- The Washington Times - Tuesday, November 5, 2002

Millions of Americans are taking advantage of low mortgage-interest rates to buy homes or refinance their existing loans. But some aren't getting the best deals they could because they are being charged excessive fees when they close their new mortgage loans, analysts say.
"I call them 'junk' fees, and they can sometimes get into the $2,000 to $2,500 range," said James Nutter Jr., president and chief executive of James B. Nutter Co., a mortgage banker in Kansas City, Mo.
He says that some loan officers will tell borrowers, "Oh, these are standard fees. Everyone charges them."
"That's not the case," Mr. Nutter says. He urges consumers to make sure they know in advance what fees and other charges will be included in their closing, or settlement, costs and seek another lender if the fees are too high.
"Consumers should be mad as heck about this," Mr. Nutter said. "They shouldn't take it."
Under federal rules, home buyers have two opportunities before they get to the actual closing conference to learn what their settlement fees are going to be.
The Real Estate Settlement Procedures Act requires that consumers be given a "good faith estimate" of settlement costs when they apply for a mortgage loan. One day before the actual loan signing, consumers have the right to see the settlement statement, which should itemize all services that have been provided in processing the loan and the exact fees.
The Department of Housing and Urban Development, which administers RESPA, is revising the rules to require lenders to provide firmer estimates so would-be borrowers can more easily comparison-shop.
"Americans enter into mortgage loans the largest single investment most families will ever make without the clear and useful information that they receive with every other major purchase," HUD Secretary Mel Martinez said earlier this year.
"We're taking the most meaningful and comprehensive step in years to clarify a settlement process that is cloaked in confusion and uncertainty."
The agency's Web site, www.hud.gov, includes a section titled "Your Settlement Costs" that outlines the various fees and premiums with which most borrowers must contend.
Larry Goldstone, president of Thornburg Mortgage Inc. in Santa Fe, N.M., believes the new rules could help stem abusive treatment of low-income buyers or those with poor credit records. But all borrowers, regardless of their financial situation, can benefit by educating themselves about fees and shopping for a lender who holds them down.

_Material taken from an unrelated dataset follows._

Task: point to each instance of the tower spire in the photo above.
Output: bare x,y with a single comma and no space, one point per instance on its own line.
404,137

"There are four fees you'll typically find an application fee, processing fee, underwriting fee and document-preparation fee," said Mr. Goldstone, whose firm specializes in adjustable-rate mortgages. "Sometimes these are lumped into a category of 'lender fees.'"
He suggests that a borrower add them up and compare the totals. "What you're being charged for and how much you're being charged does vary from lender to lender."
What kinds of things will a careful borrower be able to avoid? How about $65 for a credit report that actually cost a financial institution $15 to get? Or $250 for photocopying charges? Or $500 document-preparation fees?
"I've even seen a 'waiving of escrow' fee," Mr. Nutter said.
Many fees, to be sure, are unavoidable. Reputable lenders do charge application fees, but some assess a flat fee and others a percentage of the loan. Appraisals and title searches are almost universally required, to protect both the lender and borrower. Cities and states may levy recording fees or "tax-stamp" fees.
In some markets, lenders also demand "points" or "discount points." These are one-time charges to lower the interest rate on the mortgage loan. Each point equals 1 percent of the loan, or the equivalent of $1,000 on a $100,000 mortgage.
"When you're comparing lenders, try to get 'no points' quotes from everybody and, say, 'half-point' quotes from everybody along with total fees so you're comparing apples to apples," Mr. Goldstone said.